In the spring of 2020 my research work on Reinforcement Learning with Sparse Binary Rewards done with my brilliant collaborator Minah Seo was featured in the KAIST Breakthroughs webzine. In the paper, we try to tackle the challenge of training robots with reinforcement learning in settings in which the reinforcement signal (reward) is infrequent and delayed, not appearing immediately after the action that triggered the reward. For example, it can take thousands of actions for the robot to solve a Rubik’s cube. Because of the long delay to receive feedback, the robot is not able to recognize which actions were the important ones leading to success.
To solve this problem we proposed a method to detect the most important action contributing to the accomplishment of a task by a robot arm. This action is defined as the key action leading the robot to success. The key action is detected based on a neural network model that tries to predict future outcomes in the system, such as the probability of accomplishing a task. With the result of the detection, positive feedback is then re-assigned to the key actions during the training of the deep reinforcement learning algorithm.
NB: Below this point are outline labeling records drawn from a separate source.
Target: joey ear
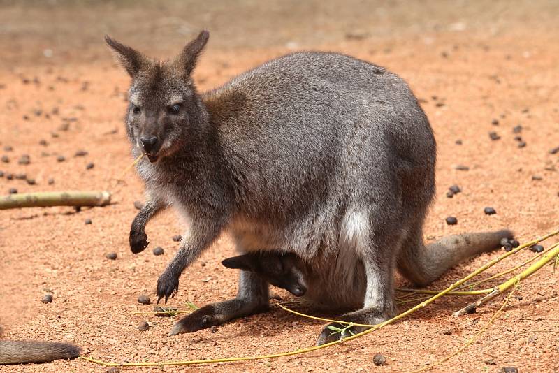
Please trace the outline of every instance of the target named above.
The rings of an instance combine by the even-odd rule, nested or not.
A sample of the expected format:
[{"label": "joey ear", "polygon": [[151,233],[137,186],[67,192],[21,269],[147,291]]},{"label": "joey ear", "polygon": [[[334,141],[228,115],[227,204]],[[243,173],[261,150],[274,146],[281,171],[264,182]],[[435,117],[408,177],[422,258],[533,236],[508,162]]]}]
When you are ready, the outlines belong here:
[{"label": "joey ear", "polygon": [[108,35],[105,36],[105,41],[112,49],[115,55],[131,77],[134,78],[139,71],[149,67],[150,60],[142,53],[121,44]]},{"label": "joey ear", "polygon": [[245,271],[254,271],[254,263],[252,257],[247,254],[240,255],[239,256],[233,256],[233,258],[227,258],[222,261],[225,267],[228,268],[238,268]]},{"label": "joey ear", "polygon": [[195,39],[187,44],[177,57],[176,66],[185,73],[186,76],[189,76],[192,73],[198,57],[208,43],[208,38],[210,38],[210,33],[206,30],[202,30]]}]

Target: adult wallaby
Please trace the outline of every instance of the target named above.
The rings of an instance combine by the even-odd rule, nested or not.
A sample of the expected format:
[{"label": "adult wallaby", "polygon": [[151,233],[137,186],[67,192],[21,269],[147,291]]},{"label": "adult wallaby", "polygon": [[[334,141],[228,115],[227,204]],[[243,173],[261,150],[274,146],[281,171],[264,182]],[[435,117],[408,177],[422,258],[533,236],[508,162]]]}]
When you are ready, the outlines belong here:
[{"label": "adult wallaby", "polygon": [[298,297],[307,292],[307,265],[292,253],[249,252],[227,258],[222,264],[228,268],[254,272],[268,284],[284,288]]},{"label": "adult wallaby", "polygon": [[[147,221],[173,205],[190,221],[157,281],[158,300],[224,231],[240,253],[275,250],[307,263],[310,300],[357,309],[374,324],[393,313],[398,268],[424,285],[460,261],[496,248],[508,231],[426,247],[435,191],[435,144],[407,85],[384,68],[337,53],[284,56],[200,94],[191,78],[205,31],[159,61],[109,37],[132,78],[126,127],[147,203],[130,245],[147,246]],[[237,297],[203,307],[170,335],[268,307],[268,284],[242,270]],[[354,328],[354,332],[360,328]],[[345,337],[325,328],[318,343]]]}]

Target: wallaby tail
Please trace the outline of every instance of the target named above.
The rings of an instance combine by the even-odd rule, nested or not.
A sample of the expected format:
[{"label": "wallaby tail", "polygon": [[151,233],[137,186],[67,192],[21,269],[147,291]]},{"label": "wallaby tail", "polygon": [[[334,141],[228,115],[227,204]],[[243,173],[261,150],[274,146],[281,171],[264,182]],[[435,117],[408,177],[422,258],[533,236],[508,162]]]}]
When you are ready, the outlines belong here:
[{"label": "wallaby tail", "polygon": [[402,248],[398,267],[414,284],[426,285],[459,263],[498,249],[502,239],[512,237],[512,232],[507,229],[450,235],[427,246],[421,237],[411,237],[412,242]]},{"label": "wallaby tail", "polygon": [[36,341],[0,341],[0,364],[47,363],[73,359],[81,349],[68,343]]}]

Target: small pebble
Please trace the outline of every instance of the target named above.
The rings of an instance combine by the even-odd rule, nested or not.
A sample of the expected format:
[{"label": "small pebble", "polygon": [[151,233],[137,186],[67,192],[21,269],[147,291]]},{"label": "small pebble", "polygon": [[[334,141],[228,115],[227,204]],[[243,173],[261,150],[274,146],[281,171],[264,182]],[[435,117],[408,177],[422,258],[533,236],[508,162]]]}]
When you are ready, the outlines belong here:
[{"label": "small pebble", "polygon": [[454,217],[449,217],[444,219],[447,221],[447,224],[449,226],[453,226],[458,224],[458,219]]},{"label": "small pebble", "polygon": [[147,295],[140,295],[138,297],[138,302],[142,305],[149,305],[152,302],[152,300]]},{"label": "small pebble", "polygon": [[531,251],[534,251],[535,253],[541,253],[544,251],[544,247],[541,244],[535,244],[530,247],[530,250]]},{"label": "small pebble", "polygon": [[52,295],[50,294],[45,294],[43,295],[43,298],[41,298],[41,301],[43,303],[51,303],[52,302]]},{"label": "small pebble", "polygon": [[17,163],[20,164],[29,164],[31,163],[31,158],[29,158],[29,156],[27,154],[23,154],[20,157],[20,160],[17,161]]},{"label": "small pebble", "polygon": [[460,191],[462,191],[462,189],[460,189],[460,186],[456,184],[451,186],[451,187],[449,188],[449,190],[452,193],[453,193],[454,194],[457,194]]},{"label": "small pebble", "polygon": [[494,131],[492,131],[491,132],[489,133],[489,138],[491,138],[492,140],[495,141],[495,140],[499,140],[500,138],[501,138],[501,136],[500,136],[497,133],[497,132],[495,132]]},{"label": "small pebble", "polygon": [[140,323],[140,325],[138,326],[138,330],[140,332],[145,332],[150,329],[150,324],[147,323],[147,321],[142,321]]},{"label": "small pebble", "polygon": [[375,353],[375,356],[372,357],[372,363],[377,367],[385,365],[386,364],[386,357],[380,353]]}]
The results of the experiments realized with a robotic arm simulator have shown that the assignment of feedback directly to the important actions improved the performance, reducing the number of failures, and affected the behavior of the robot. At that moment, we interpolated and mentioned that the results indicated that an important factor for the development of future robotic systems, such as humanoid robots, using deep learning, especially deep reinforcement learning, was the ability to predict future outcomes based on its current actions.
If you are interested in reading the full paper, the work is published in the IEEE Access open access journal in this link.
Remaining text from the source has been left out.